At Sapient Global Markets, we are quite literally on the front lines of the biggest issues facing the global markets leaders today – investment banks, asset management firms, wealth managers, oil and energy firms, and government and regulatory agencies. Driving transformation and leading change within these industries requires big thinkers who bring insight, knowledge, technical acumen and passion for innovation. We offer the opportunity to join a recognized leader in developing and delivering groundbreaking solutions for today’s dynamic global marketplace and an award-winning culture that fosters growth and leadership.
KEY SKILLS, EXPERTISE
The individual chosen for this position should have extensive knowledge and experience in the following areas:
5+ years in data science domain, building prediction models in a variety of engagements
Solid understanding of applied statistics, such as probability distributions, measures of dispersion and central tendency, hypothesis testing and statistical inferences.

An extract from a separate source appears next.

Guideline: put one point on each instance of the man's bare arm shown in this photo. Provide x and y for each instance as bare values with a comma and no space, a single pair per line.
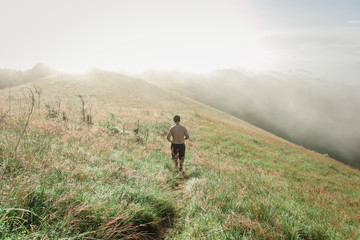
168,137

3+ yrs. experience with machine learning algorithms, such as k-NN, Naive Bayes, SVM, Random Forest, Linear Regression, ARIMA, Neural Nets, Deep learning, etc.
Must be able to formulate an ML problem, analyze/explore/identify relevant data, apply various methods for feature modelling, and leverage suitable ML algorithms.

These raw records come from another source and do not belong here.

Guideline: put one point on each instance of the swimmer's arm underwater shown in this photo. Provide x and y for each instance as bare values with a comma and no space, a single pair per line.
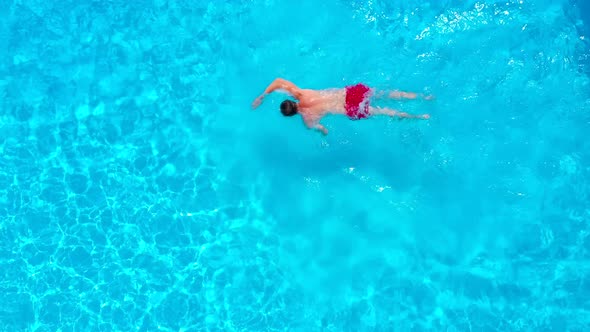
316,125
278,84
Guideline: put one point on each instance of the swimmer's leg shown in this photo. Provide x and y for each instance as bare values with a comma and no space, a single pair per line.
394,113
398,95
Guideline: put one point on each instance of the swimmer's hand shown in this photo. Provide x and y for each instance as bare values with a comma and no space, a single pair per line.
257,102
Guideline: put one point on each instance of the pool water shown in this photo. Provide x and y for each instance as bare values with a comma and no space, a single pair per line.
139,191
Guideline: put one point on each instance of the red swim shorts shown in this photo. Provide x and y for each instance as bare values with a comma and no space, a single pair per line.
357,103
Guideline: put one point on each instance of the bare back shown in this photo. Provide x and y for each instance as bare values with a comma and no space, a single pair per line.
314,104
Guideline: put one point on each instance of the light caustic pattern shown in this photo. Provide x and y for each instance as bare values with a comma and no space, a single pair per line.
139,192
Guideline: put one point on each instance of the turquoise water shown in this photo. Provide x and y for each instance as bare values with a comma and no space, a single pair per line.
138,191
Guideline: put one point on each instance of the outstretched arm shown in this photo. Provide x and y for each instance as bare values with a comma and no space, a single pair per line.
278,84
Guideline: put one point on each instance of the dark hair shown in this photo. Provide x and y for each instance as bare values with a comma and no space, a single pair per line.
288,108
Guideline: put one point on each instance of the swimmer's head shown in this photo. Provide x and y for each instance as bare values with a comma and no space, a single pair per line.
288,108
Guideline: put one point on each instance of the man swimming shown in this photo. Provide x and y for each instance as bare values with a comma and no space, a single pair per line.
352,101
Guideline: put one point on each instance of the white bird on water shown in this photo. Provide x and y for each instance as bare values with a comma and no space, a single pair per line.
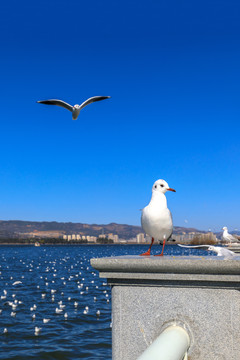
228,237
75,110
156,217
220,251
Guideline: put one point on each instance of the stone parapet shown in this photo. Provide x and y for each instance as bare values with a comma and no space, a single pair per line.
150,293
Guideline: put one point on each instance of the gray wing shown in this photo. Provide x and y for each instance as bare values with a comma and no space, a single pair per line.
93,99
193,246
56,102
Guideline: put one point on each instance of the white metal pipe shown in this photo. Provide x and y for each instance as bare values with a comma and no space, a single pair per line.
171,344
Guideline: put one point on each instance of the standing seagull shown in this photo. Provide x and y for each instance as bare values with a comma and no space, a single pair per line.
156,217
228,237
75,110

Must be able to explain the logic and reasoning behind the ML models, and identify the best strategy, algorithm or techniques for a particular problem, and/or develops one if none already exist. Should be able to custom design new ensembles of existing algorithms
Must be thoroughly hands-on and should be able to put theory into practice by writing code, building visualizations and fine-tuning existing algorithms.
Experience with one or more data science toolkits, such as Azure ML, AWS ML, R, scikit-learn, Matlab, Rapidminer, SAS, etc.
Understanding of data visualization patterns. Experience with one or more data visualization tool / library such as Tableau, R Shiny, Seaborn, etc.
Excellent consulting skills, oral and written communication, presentation, and analytical skills. Should be able to guide and direct a team of junior data scientists and data analysts
Ability to understand the business context, ask the right questions, articulate scope, approach and set right expectations with stakeholders for data science projects.
Active involvement in thought leadership and data science competitions is a big plus. Examples include publications in reputed journals, participation in Hackathon and data science competitions such as Kaggle.
Nice to have knowledge of Big Data platforms like Hadoop: Hive, Pig, Spark etc. and NoSQL DBs like MongoDB, Cassandra and HBase
Nice to have Exposure to traditional BI/data warehousing
EDUCATION: BSc/MSc in Mathematics/Statistics. Phd. Preferred in Mathematics / Statistics from a reputed University, formally educated in data science.